A França foi o país mais bem avaliado no quesito de prevenção de desperdício de alimentos. Graças à implementação de eficazes políticas governamentais, aquele país descarta somente 1,8% de tudo que produz de alimentos anualmente (lembrando que o mundo descarta um terço daquilo que produz). A legislação francesa, adotada em 2016, proíbe os supermercados de jogarem fora os alimentos próximos à data de seu vencimento. É exigido que esses alimentos sejam doados a organizações de caridade ou bancos de alimentos. Há, também, exigências em relação à prevenção de desperdício nas escolas e a obrigatoriedade de listar medidas de sustentabilidade nos relatórios anuais das empresas.
A Alemanha, a Espanha, a Hungria e os Países Baixos foram os primeiros países europeus a aderir ao programa de pesquisa REFRESH, que visa a reduzir pela metade, até 2030, os desperdícios de alimentos por estabelecimentos e consumidores, além de diminuir as perdas de alimentos nas cadeias de produção e fornecimento, otimizando os custos de gerenciamento de resíduos e maximizando o aproveitamento das embalagens.
A Itália, por sua vez, flexibilizou a legislação que restringia a doação da comida não usada pelos restaurantes, e encoraja o uso de embalagens para que os clientes possam levar as sobras de suas refeições. Aquele país também lidera a lista na questão de uso econômico de água na produção agrícola.
Só para citar alguns outros exemplos, a Coreia do Sul foi o país mais bem avaliado quanto à diversificação da produção agrícola. O Japão, por sua vez, mesmo sendo um dos países mais populosos, é o líder dentre os 34 países analisados no pilar de desafios nutricionais. Aquele país apresenta resultados impressionantes em relação à qualidade de vida, à longevidade e aos hábitos alimentares saudáveis. Além disso, 100% da população japonesa tem acesso à agua tratada. A obrigatoriedade da educação nutricional nas escolas parece ter contribuído positivamente para os baixos níveis de obesidade infantil.
Um dos maiores desafios da próxima década
No combate ao desperdício de alimentos, não faltam boas práticas, tanto em políticas governamentais quanto na esfera empresarial. Há exemplos de oportunidades de negócios que nasceram com o objetivo de reaproveitar as sobras de alimentos. É o caso de empresas que criaram aplicativos para os restaurantes venderem a comida excedente com desconto ou mesmo para as pessoas revenderem alimentos em embalagens lacradas que não vão consumir.
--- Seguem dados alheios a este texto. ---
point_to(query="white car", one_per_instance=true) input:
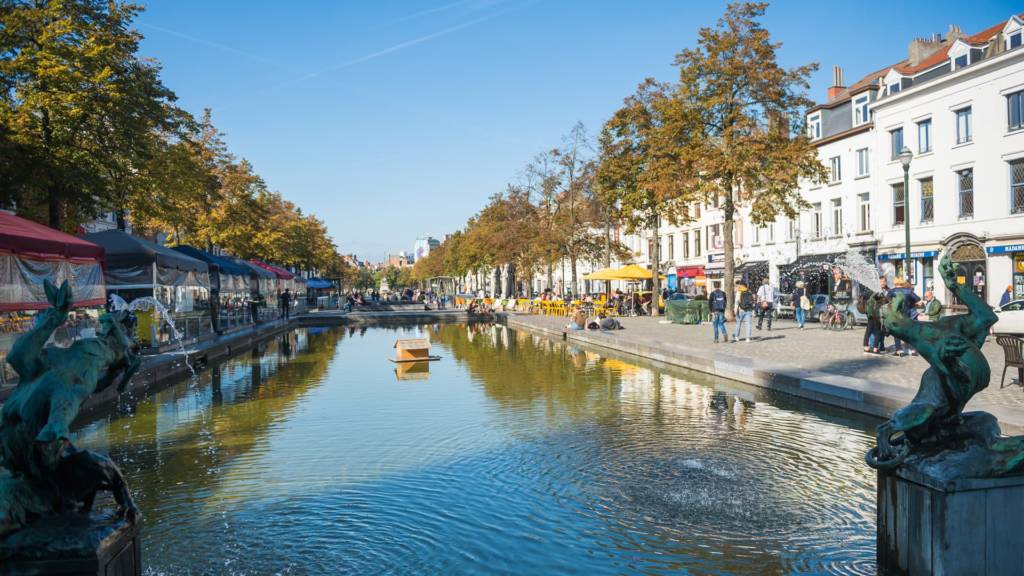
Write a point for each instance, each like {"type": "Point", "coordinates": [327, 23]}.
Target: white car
{"type": "Point", "coordinates": [1011, 318]}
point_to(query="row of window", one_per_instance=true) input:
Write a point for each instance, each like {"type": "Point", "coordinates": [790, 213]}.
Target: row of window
{"type": "Point", "coordinates": [965, 195]}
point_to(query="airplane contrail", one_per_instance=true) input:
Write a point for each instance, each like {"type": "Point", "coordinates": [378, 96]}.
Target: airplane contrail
{"type": "Point", "coordinates": [384, 51]}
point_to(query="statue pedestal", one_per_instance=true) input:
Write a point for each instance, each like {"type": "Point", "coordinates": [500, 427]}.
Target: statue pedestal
{"type": "Point", "coordinates": [967, 526]}
{"type": "Point", "coordinates": [98, 544]}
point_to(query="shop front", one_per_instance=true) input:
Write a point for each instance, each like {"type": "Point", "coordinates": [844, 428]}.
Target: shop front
{"type": "Point", "coordinates": [921, 275]}
{"type": "Point", "coordinates": [1008, 270]}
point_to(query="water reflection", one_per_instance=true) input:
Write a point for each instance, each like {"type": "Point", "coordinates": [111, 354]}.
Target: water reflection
{"type": "Point", "coordinates": [518, 455]}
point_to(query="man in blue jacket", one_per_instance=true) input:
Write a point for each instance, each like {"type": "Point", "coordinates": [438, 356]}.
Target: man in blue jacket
{"type": "Point", "coordinates": [717, 304]}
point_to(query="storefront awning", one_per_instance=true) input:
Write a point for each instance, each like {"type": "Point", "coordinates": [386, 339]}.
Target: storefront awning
{"type": "Point", "coordinates": [217, 263]}
{"type": "Point", "coordinates": [124, 250]}
{"type": "Point", "coordinates": [19, 236]}
{"type": "Point", "coordinates": [279, 272]}
{"type": "Point", "coordinates": [689, 272]}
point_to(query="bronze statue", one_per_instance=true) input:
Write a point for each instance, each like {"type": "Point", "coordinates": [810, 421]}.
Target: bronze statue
{"type": "Point", "coordinates": [41, 472]}
{"type": "Point", "coordinates": [933, 432]}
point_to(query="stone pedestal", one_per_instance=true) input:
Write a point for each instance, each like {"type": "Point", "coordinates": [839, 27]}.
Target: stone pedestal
{"type": "Point", "coordinates": [974, 527]}
{"type": "Point", "coordinates": [98, 544]}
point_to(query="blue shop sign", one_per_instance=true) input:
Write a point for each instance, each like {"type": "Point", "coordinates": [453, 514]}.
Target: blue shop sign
{"type": "Point", "coordinates": [1005, 249]}
{"type": "Point", "coordinates": [913, 255]}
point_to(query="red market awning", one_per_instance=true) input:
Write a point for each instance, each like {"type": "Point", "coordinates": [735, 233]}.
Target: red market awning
{"type": "Point", "coordinates": [689, 272]}
{"type": "Point", "coordinates": [23, 237]}
{"type": "Point", "coordinates": [280, 273]}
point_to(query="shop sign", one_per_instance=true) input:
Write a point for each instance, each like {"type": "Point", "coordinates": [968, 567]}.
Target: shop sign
{"type": "Point", "coordinates": [913, 255]}
{"type": "Point", "coordinates": [1005, 249]}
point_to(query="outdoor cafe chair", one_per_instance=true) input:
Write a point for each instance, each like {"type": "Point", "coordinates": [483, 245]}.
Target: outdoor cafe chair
{"type": "Point", "coordinates": [1013, 351]}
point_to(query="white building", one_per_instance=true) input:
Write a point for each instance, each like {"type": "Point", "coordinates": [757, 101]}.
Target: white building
{"type": "Point", "coordinates": [961, 113]}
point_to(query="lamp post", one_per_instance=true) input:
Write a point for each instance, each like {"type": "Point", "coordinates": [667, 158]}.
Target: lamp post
{"type": "Point", "coordinates": [905, 156]}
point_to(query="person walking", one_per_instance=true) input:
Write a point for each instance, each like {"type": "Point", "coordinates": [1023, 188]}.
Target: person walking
{"type": "Point", "coordinates": [717, 302]}
{"type": "Point", "coordinates": [766, 303]}
{"type": "Point", "coordinates": [933, 307]}
{"type": "Point", "coordinates": [1007, 296]}
{"type": "Point", "coordinates": [744, 311]}
{"type": "Point", "coordinates": [873, 336]}
{"type": "Point", "coordinates": [801, 303]}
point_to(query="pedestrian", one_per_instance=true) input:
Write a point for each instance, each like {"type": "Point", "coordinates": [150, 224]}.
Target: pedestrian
{"type": "Point", "coordinates": [933, 307]}
{"type": "Point", "coordinates": [744, 311]}
{"type": "Point", "coordinates": [717, 303]}
{"type": "Point", "coordinates": [1007, 296]}
{"type": "Point", "coordinates": [909, 310]}
{"type": "Point", "coordinates": [801, 303]}
{"type": "Point", "coordinates": [873, 336]}
{"type": "Point", "coordinates": [766, 303]}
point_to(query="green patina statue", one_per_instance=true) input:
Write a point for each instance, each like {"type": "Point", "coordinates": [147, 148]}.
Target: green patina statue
{"type": "Point", "coordinates": [933, 434]}
{"type": "Point", "coordinates": [41, 472]}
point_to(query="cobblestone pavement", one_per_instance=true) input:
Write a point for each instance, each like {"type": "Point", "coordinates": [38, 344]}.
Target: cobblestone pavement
{"type": "Point", "coordinates": [814, 348]}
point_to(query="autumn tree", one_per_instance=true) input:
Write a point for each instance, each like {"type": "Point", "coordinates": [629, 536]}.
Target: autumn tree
{"type": "Point", "coordinates": [739, 110]}
{"type": "Point", "coordinates": [79, 106]}
{"type": "Point", "coordinates": [629, 180]}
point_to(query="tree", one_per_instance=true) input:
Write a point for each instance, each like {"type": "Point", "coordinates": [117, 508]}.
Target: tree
{"type": "Point", "coordinates": [629, 181]}
{"type": "Point", "coordinates": [79, 105]}
{"type": "Point", "coordinates": [735, 106]}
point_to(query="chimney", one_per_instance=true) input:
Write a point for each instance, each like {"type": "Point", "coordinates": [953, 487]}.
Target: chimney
{"type": "Point", "coordinates": [837, 86]}
{"type": "Point", "coordinates": [921, 48]}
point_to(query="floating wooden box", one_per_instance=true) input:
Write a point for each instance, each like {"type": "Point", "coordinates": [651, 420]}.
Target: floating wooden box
{"type": "Point", "coordinates": [413, 350]}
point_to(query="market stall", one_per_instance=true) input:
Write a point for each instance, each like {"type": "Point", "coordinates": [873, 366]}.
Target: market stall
{"type": "Point", "coordinates": [285, 282]}
{"type": "Point", "coordinates": [135, 268]}
{"type": "Point", "coordinates": [32, 253]}
{"type": "Point", "coordinates": [229, 284]}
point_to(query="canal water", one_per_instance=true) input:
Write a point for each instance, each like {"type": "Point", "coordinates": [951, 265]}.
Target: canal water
{"type": "Point", "coordinates": [513, 454]}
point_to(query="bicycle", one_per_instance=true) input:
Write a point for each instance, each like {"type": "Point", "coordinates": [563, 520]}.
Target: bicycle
{"type": "Point", "coordinates": [836, 319]}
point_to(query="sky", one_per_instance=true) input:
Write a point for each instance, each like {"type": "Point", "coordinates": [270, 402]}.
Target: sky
{"type": "Point", "coordinates": [392, 120]}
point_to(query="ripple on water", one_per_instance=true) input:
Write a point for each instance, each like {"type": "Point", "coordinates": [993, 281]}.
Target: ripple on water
{"type": "Point", "coordinates": [516, 456]}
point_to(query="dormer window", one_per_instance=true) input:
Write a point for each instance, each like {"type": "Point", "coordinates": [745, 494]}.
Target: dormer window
{"type": "Point", "coordinates": [960, 54]}
{"type": "Point", "coordinates": [1014, 33]}
{"type": "Point", "coordinates": [814, 126]}
{"type": "Point", "coordinates": [893, 82]}
{"type": "Point", "coordinates": [860, 110]}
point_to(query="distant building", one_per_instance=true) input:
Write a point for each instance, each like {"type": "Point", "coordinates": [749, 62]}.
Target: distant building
{"type": "Point", "coordinates": [401, 259]}
{"type": "Point", "coordinates": [423, 246]}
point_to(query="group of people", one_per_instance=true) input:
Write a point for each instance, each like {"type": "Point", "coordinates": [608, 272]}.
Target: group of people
{"type": "Point", "coordinates": [927, 310]}
{"type": "Point", "coordinates": [747, 304]}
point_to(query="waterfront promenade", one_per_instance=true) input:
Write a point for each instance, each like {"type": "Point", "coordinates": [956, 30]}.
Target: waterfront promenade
{"type": "Point", "coordinates": [821, 365]}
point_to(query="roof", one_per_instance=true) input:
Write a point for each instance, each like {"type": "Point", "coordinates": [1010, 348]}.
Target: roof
{"type": "Point", "coordinates": [125, 250]}
{"type": "Point", "coordinates": [26, 237]}
{"type": "Point", "coordinates": [903, 67]}
{"type": "Point", "coordinates": [218, 263]}
{"type": "Point", "coordinates": [280, 273]}
{"type": "Point", "coordinates": [253, 270]}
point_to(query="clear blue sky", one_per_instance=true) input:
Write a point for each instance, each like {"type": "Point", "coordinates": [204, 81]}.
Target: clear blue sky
{"type": "Point", "coordinates": [391, 120]}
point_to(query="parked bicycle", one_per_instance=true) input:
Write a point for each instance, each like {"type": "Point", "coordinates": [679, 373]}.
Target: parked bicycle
{"type": "Point", "coordinates": [837, 319]}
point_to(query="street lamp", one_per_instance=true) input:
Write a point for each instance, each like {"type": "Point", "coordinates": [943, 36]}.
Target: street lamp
{"type": "Point", "coordinates": [905, 156]}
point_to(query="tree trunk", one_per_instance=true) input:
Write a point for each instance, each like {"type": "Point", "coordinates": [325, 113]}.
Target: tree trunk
{"type": "Point", "coordinates": [607, 252]}
{"type": "Point", "coordinates": [655, 293]}
{"type": "Point", "coordinates": [730, 263]}
{"type": "Point", "coordinates": [572, 264]}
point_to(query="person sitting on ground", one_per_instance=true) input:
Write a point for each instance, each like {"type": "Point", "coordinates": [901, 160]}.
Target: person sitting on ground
{"type": "Point", "coordinates": [579, 321]}
{"type": "Point", "coordinates": [933, 307]}
{"type": "Point", "coordinates": [607, 323]}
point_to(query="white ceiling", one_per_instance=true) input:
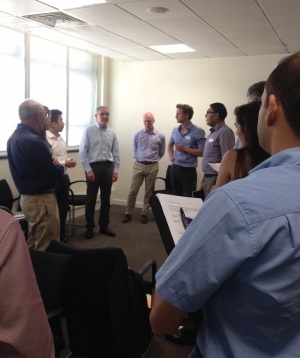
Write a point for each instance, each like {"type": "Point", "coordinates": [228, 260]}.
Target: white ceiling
{"type": "Point", "coordinates": [123, 29]}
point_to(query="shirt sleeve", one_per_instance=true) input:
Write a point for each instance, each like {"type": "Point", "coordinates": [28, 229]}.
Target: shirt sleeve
{"type": "Point", "coordinates": [83, 152]}
{"type": "Point", "coordinates": [201, 139]}
{"type": "Point", "coordinates": [172, 138]}
{"type": "Point", "coordinates": [135, 145]}
{"type": "Point", "coordinates": [116, 154]}
{"type": "Point", "coordinates": [44, 159]}
{"type": "Point", "coordinates": [162, 147]}
{"type": "Point", "coordinates": [209, 252]}
{"type": "Point", "coordinates": [226, 140]}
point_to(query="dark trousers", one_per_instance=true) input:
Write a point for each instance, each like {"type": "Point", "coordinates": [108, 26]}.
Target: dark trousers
{"type": "Point", "coordinates": [62, 197]}
{"type": "Point", "coordinates": [183, 180]}
{"type": "Point", "coordinates": [103, 180]}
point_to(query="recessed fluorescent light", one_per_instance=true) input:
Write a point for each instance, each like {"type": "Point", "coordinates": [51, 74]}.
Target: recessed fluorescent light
{"type": "Point", "coordinates": [172, 48]}
{"type": "Point", "coordinates": [72, 4]}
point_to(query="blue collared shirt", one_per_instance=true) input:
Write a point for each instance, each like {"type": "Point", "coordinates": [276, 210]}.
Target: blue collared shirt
{"type": "Point", "coordinates": [149, 146]}
{"type": "Point", "coordinates": [99, 144]}
{"type": "Point", "coordinates": [239, 260]}
{"type": "Point", "coordinates": [30, 162]}
{"type": "Point", "coordinates": [194, 137]}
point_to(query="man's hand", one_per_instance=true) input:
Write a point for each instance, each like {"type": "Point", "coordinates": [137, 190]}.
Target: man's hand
{"type": "Point", "coordinates": [70, 163]}
{"type": "Point", "coordinates": [90, 176]}
{"type": "Point", "coordinates": [114, 177]}
{"type": "Point", "coordinates": [55, 161]}
{"type": "Point", "coordinates": [180, 147]}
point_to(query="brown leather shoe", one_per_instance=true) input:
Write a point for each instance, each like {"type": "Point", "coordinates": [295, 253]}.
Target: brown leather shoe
{"type": "Point", "coordinates": [126, 219]}
{"type": "Point", "coordinates": [144, 219]}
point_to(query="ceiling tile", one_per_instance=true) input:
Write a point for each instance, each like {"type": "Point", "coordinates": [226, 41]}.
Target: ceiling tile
{"type": "Point", "coordinates": [135, 30]}
{"type": "Point", "coordinates": [215, 7]}
{"type": "Point", "coordinates": [102, 15]}
{"type": "Point", "coordinates": [139, 9]}
{"type": "Point", "coordinates": [17, 7]}
{"type": "Point", "coordinates": [181, 25]}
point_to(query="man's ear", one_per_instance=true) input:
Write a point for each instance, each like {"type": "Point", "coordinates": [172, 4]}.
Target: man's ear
{"type": "Point", "coordinates": [271, 111]}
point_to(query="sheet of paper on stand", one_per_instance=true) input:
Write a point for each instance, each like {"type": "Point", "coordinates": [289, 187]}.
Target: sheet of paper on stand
{"type": "Point", "coordinates": [215, 166]}
{"type": "Point", "coordinates": [171, 205]}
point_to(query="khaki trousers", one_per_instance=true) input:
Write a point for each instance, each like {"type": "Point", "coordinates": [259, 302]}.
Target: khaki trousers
{"type": "Point", "coordinates": [208, 183]}
{"type": "Point", "coordinates": [141, 172]}
{"type": "Point", "coordinates": [41, 212]}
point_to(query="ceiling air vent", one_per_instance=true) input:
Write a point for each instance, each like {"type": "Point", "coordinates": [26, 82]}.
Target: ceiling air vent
{"type": "Point", "coordinates": [55, 19]}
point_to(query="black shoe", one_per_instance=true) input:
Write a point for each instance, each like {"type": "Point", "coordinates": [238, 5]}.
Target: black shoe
{"type": "Point", "coordinates": [106, 231]}
{"type": "Point", "coordinates": [144, 219]}
{"type": "Point", "coordinates": [89, 234]}
{"type": "Point", "coordinates": [183, 336]}
{"type": "Point", "coordinates": [126, 219]}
O Brasil, infelizmente, ficou em 28º lugar dentre os 34 países avaliados pelo FSI. Enquanto o nosso país apresenta uma experiência bem sucedida na implementação de tecnologias sustentáveis na produção agropecuária, há muito a ser feito no combate ao desperdício de alimentos e na melhoria da nutrição da população.
Os especialistas destacam que a alimentação é um fenômeno multifacetado. Pode ser uma commodity, um ingrediente, uma forma de nutrição e até uma manifestação de cultura e de identidade. A falta de alimento pode ter consequências desastrosas.
O Brasil tem um papel relevante no fornecimento global de produtos alimentícios. Um dos maiores produtores e o segundo maior exportador mundial de alimentos, o nosso país precisa se juntar ao esforço internacional na implementação de sistemas sustentáveis de alimentação. O combate ao desperdício será um dos maiores desafios da próxima década.